Здесь. Под этим солнцем, что не грело, а выжигало саму мысль о тени, начиналась моя история.
Солнце в Гусмандии было не источником жизни, а приговором. Его свет – липкое, тягучее насилие, расплавленный янтарь, в котором застывали, как доисторические мухи, любые порывы, любые искренние эмоции. Оно пропитывало воздух приторным запахом карамели и гниющей на мелководье ряски, превращая каждый вдох в акт подчинения. Дышать здесь означало глотать сладкую ложь этого мира, соглашаться с его правилами. Мир, созданный не богом, а кондитером-социопатом, для которого любая горечь – личное оскорбление.
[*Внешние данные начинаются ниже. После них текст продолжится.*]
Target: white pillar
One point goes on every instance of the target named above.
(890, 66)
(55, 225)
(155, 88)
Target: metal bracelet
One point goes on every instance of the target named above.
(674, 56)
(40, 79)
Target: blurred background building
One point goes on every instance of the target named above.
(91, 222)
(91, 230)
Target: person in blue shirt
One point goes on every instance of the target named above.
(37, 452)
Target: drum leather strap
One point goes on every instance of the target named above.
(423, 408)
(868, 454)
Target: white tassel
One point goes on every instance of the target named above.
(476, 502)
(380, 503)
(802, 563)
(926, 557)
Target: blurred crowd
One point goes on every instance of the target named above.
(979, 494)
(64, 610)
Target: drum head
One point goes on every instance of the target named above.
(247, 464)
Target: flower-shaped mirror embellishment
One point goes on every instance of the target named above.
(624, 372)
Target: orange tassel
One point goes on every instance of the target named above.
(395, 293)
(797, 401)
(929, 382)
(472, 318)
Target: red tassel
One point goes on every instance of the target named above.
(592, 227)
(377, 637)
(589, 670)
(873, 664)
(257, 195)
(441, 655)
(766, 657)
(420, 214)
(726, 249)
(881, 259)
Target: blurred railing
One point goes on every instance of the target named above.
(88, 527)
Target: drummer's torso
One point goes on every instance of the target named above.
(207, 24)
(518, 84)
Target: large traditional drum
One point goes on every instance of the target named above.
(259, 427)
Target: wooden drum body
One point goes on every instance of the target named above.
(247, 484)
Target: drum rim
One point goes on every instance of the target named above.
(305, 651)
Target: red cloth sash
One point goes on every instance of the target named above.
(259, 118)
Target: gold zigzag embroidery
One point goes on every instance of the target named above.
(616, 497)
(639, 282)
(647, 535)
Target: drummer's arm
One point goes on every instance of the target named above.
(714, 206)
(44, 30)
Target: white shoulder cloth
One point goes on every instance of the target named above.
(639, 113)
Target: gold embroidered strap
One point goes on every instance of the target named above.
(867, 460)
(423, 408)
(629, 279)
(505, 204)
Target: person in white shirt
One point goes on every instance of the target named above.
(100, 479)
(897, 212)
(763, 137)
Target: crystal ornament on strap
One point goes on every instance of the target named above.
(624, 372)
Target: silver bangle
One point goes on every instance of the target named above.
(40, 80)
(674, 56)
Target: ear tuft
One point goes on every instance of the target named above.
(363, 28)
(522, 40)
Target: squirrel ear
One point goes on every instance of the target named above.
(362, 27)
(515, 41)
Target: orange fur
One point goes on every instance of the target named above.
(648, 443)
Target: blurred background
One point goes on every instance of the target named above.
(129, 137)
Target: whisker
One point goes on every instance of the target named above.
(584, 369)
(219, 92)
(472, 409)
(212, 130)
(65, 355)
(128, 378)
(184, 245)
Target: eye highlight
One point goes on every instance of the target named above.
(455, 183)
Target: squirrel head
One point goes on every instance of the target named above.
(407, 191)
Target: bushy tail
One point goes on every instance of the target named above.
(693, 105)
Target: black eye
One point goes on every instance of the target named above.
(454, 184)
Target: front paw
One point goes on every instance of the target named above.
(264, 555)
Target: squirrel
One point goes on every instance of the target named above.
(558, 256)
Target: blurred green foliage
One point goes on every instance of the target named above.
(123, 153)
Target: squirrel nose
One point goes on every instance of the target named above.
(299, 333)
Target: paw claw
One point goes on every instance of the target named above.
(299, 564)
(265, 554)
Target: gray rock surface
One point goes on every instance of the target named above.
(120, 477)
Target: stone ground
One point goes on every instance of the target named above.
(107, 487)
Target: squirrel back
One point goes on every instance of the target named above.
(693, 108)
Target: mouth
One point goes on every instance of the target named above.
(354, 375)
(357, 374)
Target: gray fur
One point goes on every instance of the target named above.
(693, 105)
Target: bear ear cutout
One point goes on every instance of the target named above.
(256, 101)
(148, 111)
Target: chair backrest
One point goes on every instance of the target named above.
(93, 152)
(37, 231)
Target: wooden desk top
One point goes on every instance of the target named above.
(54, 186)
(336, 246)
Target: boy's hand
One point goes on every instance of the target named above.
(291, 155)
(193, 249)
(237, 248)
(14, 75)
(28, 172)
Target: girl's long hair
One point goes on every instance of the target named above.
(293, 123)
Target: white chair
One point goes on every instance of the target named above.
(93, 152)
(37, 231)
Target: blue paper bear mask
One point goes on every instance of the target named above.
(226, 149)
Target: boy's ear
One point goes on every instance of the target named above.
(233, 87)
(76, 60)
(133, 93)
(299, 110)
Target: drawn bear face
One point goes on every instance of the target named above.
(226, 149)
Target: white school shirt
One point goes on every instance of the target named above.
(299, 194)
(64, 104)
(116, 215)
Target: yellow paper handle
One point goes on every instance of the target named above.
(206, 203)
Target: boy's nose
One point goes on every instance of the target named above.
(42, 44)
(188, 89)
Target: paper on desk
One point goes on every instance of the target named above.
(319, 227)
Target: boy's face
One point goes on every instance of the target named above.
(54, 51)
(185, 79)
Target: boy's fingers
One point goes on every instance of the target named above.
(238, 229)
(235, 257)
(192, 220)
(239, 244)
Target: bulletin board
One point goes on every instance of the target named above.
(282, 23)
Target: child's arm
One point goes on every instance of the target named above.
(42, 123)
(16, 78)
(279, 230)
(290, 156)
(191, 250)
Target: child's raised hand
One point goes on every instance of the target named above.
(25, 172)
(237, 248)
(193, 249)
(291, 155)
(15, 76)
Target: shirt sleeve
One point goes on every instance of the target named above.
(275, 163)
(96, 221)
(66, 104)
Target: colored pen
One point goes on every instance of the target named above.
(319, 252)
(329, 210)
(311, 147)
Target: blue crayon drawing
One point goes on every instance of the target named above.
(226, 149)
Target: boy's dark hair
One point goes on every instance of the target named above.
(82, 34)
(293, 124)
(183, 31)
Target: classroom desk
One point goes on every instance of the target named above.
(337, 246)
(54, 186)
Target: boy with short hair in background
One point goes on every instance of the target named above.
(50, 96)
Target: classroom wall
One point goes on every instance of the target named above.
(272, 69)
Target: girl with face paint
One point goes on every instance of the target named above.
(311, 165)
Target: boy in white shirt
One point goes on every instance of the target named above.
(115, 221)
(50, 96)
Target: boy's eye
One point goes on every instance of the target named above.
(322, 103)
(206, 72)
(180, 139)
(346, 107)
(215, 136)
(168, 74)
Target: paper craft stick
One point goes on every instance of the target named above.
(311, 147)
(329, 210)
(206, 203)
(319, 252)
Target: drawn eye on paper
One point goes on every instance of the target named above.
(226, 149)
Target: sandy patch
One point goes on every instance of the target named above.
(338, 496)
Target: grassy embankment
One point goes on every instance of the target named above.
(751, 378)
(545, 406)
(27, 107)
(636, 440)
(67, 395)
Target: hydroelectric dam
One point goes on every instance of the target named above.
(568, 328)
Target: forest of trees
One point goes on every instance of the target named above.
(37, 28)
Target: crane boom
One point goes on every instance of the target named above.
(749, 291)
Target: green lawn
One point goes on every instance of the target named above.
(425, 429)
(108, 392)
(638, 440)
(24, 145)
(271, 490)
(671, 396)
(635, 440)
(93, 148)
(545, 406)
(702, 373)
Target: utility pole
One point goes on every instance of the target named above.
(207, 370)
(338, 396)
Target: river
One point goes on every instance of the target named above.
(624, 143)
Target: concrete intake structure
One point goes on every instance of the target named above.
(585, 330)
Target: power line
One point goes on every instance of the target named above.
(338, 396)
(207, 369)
Тень была ересью. Темные, бархатные провалы под кронами деревьев казались не укрытием, а порталами в запретное, в ту самую правду, от которой все здесь так отчаянно бежали. В них хотелось не просто спрятаться – в них хотелось раствориться, перестать быть глянцевой, отполированной куклой на витрине всеобщего благополучия. Любая щербинка на идеальной брусчатке, любой дикий, нестриженый цветок воспринимались как плевок в лицо мирозданию. Зло? Само это слово стерлось из языка, его заменили эвфемизмы: «недоразумение», «неловкий момент», «временное несоответствие идеалу». Они так долго и усердно делали вид, что его не существует, что почти убедили в этом сами себя.
И в эпицентре этого сияющего, тошнотворного самообмана обитал он. Беркор.
Совершенство было его болезнью. Его манией. Его тюрьмой. Белизна его оперения была не цветом, а его отсутствием, абсолютной пустотой, в которой тонули все остальные краски. Это был цвет стерильной операционной, цвет кости, вываренной дочиста. Каждое перо – не дар природы, а результат титанического, ежесекундного контроля над собственным телом, над каждым мускулом. Патологическая симметрия, от которой веяло не гармонией, а безумием. Когда он двигался, по его спине пробегали не волны света, а судороги сдерживаемой силы. Он не источал свет – он пожирал его, не оставляя ничего вокруг.
Его глаза – два осколка вечной мерзлоты. В них не было ни безмятежности, ни гениальной печали. В них была лишь оценка. Он смотрел на мир, как патологоанатом смотрит на труп – с холодным любопытством, выискивая скрытые дефекты, пороки, гниль. Этот взгляд раздевал, препарировал, и под ним любой чувствовал себя уязвимым, грязным, неправильным. Именно этот взгляд заставлял трепетать, желать, подчиняться.
Его клюв – алый скальпель, идеальный для того, чтобы вскрывать чужие души. Его хвост… О, это был не просто веер. Это был ритуал, сеанс массового гипноза. Когда он раскрывал его, он не подражал павлинам. Он утверждал свою власть. Мир замирал не от восхищения. Мир замирал от страха. В этот момент каждый – от восторженного гусенка до старого селезня – осознавал свою ничтожность перед лицом этого ледяного идеала. Они видели не красоту. Они видели приговор собственному несовершенству. А Беркор стоял, неподвижный, и впитывал их унижение. Он не наслаждался, он питался им. Это была его доза, единственное, что заставляло замолчать ледяной вой пустоты внутри него.